Officials say the new approach could also bring more pressure to bear on China to use its own levers of influence against North Korea.
"North Korea will soon be in reach of ICBM capacity. If they do, they can strike Los Angeles or London," one of the administration officials said. "The Six Party Talks structure doesn't make sense anymore. And the Chinese won't be able to only speak to this in a regional context."
Tense uncertainty in Asia
As Tillerson travels East, he'll be working against a backdrop of tense uncertainty.
The Democratic People's Republic of Korea, or DPRK, tested its most powerful nuclear device yet in September. After violating UN sanctions last month by testing a new, medium long-range ballistic missile that could deliver a nuclear weapon, North Korea followed that up
by firing four intermediate range ballistic missiles into the Sea of Japan on March 7.
A day later, the US announced the arrival of the first pieces of the advanced THAAD missile defense system in South Korea -- a move that led Beijing to take a series of punitive economic steps against South Korean companies. Meanwhile, Japan has announced that in May it will dispatch its largest warship into the contested South China Sea in its largest show of naval force since World War II.
It is, said Bruce Klingner, a senior fellow at the Heritage Foundation, a "perfect storm of tensions in northeast Asia." And it's happening at a time when US policy in the region is still being defined.
"The Trump administration is formulating its North Korea policy amidst accelerating threats and deteriorating relations in the region," Klingner said.
A State Department official said there has been widespread acknowledgment that the past 15 years of US policy on North Korea -- a carrot-and-stick medley of sanctions, incentives and aid -- hasn't been effective.

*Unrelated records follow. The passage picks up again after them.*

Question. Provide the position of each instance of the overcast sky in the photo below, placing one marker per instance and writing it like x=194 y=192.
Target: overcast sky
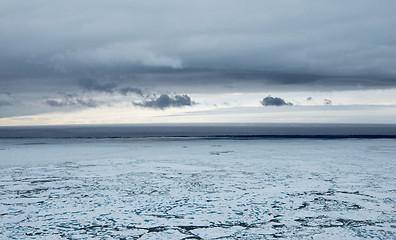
x=65 y=62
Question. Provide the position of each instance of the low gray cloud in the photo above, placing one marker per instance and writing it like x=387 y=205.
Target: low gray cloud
x=327 y=102
x=72 y=100
x=126 y=90
x=275 y=101
x=166 y=101
x=4 y=103
x=91 y=85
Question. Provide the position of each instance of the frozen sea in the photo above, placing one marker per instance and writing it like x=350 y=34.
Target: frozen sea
x=197 y=188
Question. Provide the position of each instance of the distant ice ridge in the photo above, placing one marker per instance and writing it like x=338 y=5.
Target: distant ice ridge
x=200 y=189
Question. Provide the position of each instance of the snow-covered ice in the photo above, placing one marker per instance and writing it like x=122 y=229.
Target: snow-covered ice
x=197 y=189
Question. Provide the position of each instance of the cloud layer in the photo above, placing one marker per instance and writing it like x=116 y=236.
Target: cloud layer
x=166 y=101
x=129 y=50
x=274 y=101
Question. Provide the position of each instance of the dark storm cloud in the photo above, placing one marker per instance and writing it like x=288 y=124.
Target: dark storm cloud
x=166 y=101
x=4 y=103
x=71 y=100
x=274 y=101
x=126 y=90
x=91 y=85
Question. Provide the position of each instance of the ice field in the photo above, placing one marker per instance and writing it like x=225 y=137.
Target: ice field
x=197 y=189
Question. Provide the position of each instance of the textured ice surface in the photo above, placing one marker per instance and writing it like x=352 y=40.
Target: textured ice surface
x=201 y=189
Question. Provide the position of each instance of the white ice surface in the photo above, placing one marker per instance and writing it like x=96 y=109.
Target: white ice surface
x=201 y=189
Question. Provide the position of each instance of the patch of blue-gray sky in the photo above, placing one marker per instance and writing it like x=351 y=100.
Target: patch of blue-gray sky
x=144 y=47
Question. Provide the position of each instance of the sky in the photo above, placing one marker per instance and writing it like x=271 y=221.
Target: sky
x=109 y=62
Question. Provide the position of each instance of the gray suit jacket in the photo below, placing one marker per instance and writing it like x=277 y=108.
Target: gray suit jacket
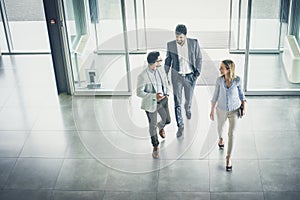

"We're trying to come up with what the approach of the new administration is going to be," the official said.
More broadly, the Obama administration embraced a "pivot" to Asia that saw the US devote more instruments of hard and soft power to demonstrate the importance Washington places on the region and securing its allies there.

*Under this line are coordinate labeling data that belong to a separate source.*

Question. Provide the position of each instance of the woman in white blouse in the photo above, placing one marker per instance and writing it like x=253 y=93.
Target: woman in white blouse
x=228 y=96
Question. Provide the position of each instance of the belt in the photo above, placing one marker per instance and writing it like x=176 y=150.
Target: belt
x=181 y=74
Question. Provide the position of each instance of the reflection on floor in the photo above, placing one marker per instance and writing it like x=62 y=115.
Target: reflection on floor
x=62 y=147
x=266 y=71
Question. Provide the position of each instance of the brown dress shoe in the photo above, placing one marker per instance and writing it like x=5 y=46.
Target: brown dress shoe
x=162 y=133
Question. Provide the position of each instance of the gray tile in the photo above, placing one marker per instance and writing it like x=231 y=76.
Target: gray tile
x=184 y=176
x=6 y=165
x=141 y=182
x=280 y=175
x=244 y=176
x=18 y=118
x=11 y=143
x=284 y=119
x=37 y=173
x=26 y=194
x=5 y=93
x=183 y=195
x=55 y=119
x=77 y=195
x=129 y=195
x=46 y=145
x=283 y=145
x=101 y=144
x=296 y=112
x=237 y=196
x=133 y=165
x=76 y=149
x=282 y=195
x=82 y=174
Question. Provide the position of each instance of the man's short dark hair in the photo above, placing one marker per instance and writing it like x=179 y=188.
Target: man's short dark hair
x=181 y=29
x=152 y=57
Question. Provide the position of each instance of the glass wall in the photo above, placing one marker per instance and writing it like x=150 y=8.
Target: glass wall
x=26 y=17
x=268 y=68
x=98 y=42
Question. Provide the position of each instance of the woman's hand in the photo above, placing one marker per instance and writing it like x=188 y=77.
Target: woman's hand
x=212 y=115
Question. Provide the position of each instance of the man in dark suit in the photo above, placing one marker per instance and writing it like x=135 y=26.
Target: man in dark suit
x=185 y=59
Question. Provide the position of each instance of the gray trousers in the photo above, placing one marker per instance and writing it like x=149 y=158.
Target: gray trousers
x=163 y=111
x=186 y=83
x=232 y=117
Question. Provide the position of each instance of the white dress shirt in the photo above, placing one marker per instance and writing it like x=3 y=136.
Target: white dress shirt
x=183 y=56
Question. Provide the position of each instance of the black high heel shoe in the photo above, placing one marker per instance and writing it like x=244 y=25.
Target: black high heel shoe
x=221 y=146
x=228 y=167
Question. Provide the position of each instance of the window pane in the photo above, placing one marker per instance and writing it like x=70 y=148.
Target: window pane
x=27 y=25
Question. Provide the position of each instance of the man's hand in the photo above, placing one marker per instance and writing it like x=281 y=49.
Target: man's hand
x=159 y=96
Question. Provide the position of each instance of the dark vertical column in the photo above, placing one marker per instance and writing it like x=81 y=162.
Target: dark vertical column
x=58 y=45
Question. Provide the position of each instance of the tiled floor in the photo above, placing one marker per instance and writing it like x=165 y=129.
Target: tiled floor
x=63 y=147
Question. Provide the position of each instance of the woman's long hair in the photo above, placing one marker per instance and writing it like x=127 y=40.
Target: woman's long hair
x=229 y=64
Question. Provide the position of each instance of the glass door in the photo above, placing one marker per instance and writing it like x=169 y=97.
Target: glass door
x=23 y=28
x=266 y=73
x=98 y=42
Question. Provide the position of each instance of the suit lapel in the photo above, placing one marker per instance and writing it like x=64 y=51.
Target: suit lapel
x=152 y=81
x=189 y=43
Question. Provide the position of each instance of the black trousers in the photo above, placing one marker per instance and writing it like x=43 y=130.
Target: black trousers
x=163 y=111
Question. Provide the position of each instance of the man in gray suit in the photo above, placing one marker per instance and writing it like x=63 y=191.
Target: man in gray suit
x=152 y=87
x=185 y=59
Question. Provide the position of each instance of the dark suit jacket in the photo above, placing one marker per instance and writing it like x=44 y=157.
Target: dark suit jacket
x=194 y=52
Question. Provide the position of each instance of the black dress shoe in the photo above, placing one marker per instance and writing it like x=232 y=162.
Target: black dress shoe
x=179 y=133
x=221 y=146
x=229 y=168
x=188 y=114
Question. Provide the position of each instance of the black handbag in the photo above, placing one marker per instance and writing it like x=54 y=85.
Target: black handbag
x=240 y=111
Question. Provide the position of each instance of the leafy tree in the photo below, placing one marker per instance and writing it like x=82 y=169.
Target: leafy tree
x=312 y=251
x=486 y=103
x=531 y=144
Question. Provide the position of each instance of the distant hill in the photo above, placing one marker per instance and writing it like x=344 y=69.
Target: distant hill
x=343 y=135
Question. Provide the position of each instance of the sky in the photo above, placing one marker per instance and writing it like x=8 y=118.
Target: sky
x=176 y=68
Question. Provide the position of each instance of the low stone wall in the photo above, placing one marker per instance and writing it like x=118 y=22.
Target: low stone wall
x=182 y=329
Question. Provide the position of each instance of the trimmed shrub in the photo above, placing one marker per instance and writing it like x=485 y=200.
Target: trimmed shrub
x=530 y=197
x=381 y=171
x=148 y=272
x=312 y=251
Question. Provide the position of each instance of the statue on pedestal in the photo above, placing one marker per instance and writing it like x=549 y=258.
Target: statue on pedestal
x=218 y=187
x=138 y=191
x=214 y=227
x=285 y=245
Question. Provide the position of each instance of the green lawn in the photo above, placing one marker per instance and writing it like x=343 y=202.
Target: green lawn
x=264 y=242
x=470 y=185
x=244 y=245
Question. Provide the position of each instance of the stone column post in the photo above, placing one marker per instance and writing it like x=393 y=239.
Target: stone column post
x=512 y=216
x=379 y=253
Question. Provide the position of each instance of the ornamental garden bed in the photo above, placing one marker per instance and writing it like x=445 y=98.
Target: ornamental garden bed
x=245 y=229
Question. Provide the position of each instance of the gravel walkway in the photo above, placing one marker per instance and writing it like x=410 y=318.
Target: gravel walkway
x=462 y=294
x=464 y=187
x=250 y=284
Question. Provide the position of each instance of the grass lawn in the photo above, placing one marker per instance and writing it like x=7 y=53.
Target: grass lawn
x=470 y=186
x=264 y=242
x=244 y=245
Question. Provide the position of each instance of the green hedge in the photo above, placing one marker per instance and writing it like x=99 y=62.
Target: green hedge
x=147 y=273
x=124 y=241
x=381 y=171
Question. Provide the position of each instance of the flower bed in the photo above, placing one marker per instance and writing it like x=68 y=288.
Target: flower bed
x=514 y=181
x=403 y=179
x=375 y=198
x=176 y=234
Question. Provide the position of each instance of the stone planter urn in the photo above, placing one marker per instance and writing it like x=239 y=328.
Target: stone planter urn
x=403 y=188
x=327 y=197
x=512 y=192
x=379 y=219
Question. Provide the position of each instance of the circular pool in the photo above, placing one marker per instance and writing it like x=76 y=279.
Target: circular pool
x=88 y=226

For now, Tillerson and Defense Secretary James Mattis has been delivering a message of continuity on that front, telling allies that "the United States remains a Pacific power and we will be active and engaged in Asia in this administration" and committed to defending allies, the State Department official said.
Flexing American muscle
And even as he tries to smooth relations with China, Tillerson is also primed to flex American muscle, perhaps by discussing the possible expansion of US sanctions to target Chinese companies that do business with North Korea, the State Department official said -- though he won't be making announcements.
"Certainly we've talked to the Chinese about these issues before and will continue, I'm sure," the official said, "as well as with our other partners in Seoul and Tokyo."

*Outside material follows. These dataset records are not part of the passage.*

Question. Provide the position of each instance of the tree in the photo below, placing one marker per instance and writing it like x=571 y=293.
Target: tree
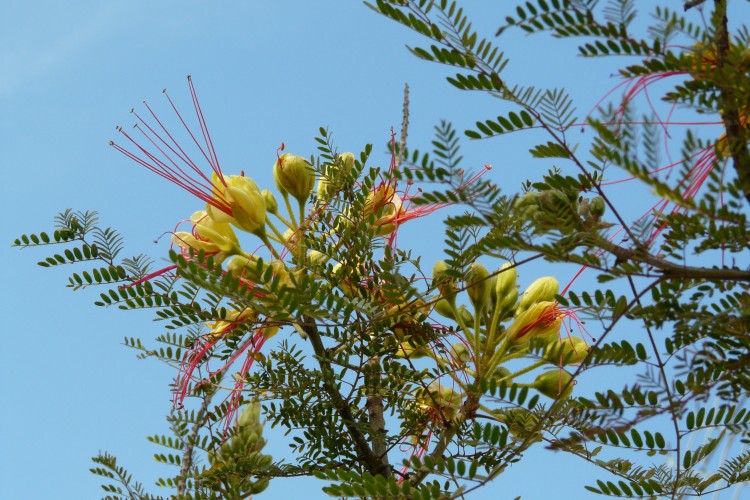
x=377 y=351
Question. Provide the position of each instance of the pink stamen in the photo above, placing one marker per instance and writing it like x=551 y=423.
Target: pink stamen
x=168 y=166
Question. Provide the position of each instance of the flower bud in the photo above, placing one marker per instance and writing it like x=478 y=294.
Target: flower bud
x=443 y=308
x=459 y=352
x=246 y=202
x=554 y=384
x=506 y=280
x=444 y=282
x=208 y=235
x=542 y=290
x=408 y=351
x=478 y=286
x=541 y=320
x=315 y=258
x=566 y=351
x=597 y=206
x=224 y=326
x=294 y=175
x=293 y=243
x=240 y=264
x=521 y=423
x=271 y=206
x=347 y=163
x=250 y=415
x=443 y=399
x=386 y=205
x=501 y=374
x=326 y=188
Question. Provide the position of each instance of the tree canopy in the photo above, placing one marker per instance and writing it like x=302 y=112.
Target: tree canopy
x=293 y=305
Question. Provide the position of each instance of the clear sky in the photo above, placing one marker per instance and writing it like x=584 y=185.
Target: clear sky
x=266 y=73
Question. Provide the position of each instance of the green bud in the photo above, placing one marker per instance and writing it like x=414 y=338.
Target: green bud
x=315 y=258
x=541 y=320
x=250 y=415
x=554 y=384
x=439 y=397
x=443 y=308
x=240 y=264
x=566 y=351
x=478 y=286
x=347 y=163
x=597 y=206
x=459 y=352
x=293 y=243
x=541 y=290
x=521 y=423
x=506 y=280
x=501 y=373
x=271 y=206
x=444 y=282
x=326 y=189
x=294 y=175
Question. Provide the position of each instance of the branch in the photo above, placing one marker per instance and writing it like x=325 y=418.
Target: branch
x=670 y=269
x=187 y=456
x=730 y=101
x=365 y=454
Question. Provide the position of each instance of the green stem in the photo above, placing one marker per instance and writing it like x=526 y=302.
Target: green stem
x=275 y=231
x=294 y=225
x=523 y=371
x=265 y=240
x=301 y=210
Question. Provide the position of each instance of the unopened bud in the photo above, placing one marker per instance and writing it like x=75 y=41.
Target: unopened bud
x=271 y=206
x=597 y=206
x=541 y=320
x=506 y=280
x=541 y=290
x=554 y=384
x=315 y=258
x=443 y=281
x=566 y=351
x=294 y=175
x=478 y=286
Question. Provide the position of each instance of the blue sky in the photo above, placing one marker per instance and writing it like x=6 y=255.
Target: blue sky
x=266 y=73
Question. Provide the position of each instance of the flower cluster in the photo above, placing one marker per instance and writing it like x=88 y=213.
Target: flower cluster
x=236 y=208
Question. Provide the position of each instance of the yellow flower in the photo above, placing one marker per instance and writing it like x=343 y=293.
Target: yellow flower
x=246 y=202
x=541 y=290
x=294 y=175
x=386 y=206
x=221 y=327
x=208 y=235
x=439 y=399
x=542 y=320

Sandy Pho of the Wilson Center's Kissinger Institute for China and the United States said that staffing shortages, the pressing nature of the North Korean threat and divisions within the Trump administration on China has led the White House to fall back on Obama administration positions for now.
"The reason why you are hearing more of the same is that they haven't been able to do a comprehensive review and this is all happening so quickly," Pho said. Many leadership positions at the State Department remain unfilled, including in the Asia bureau.
"They've been focused on ISIS, but North Korea's latest saber-rattling is now forcing them to look at Asia," Pho said.
Then there is a split among those who advise Trump. The head of the White House Trade Council, Peter Navarro, and Trump chief strategist Stephen Bannon take very hawkish views on China.
Others, including Tillerson, Kushner, Treasury Secretary Steven Mnuchin and the new director of the National Economic Council, Gary Cohn, seem to take a more pragmatic view, said Pho.
"They're not necessarily panda-huggers," said Pho, using a nickname for pro-China policymakers, "but they're more traditionally pro-trade."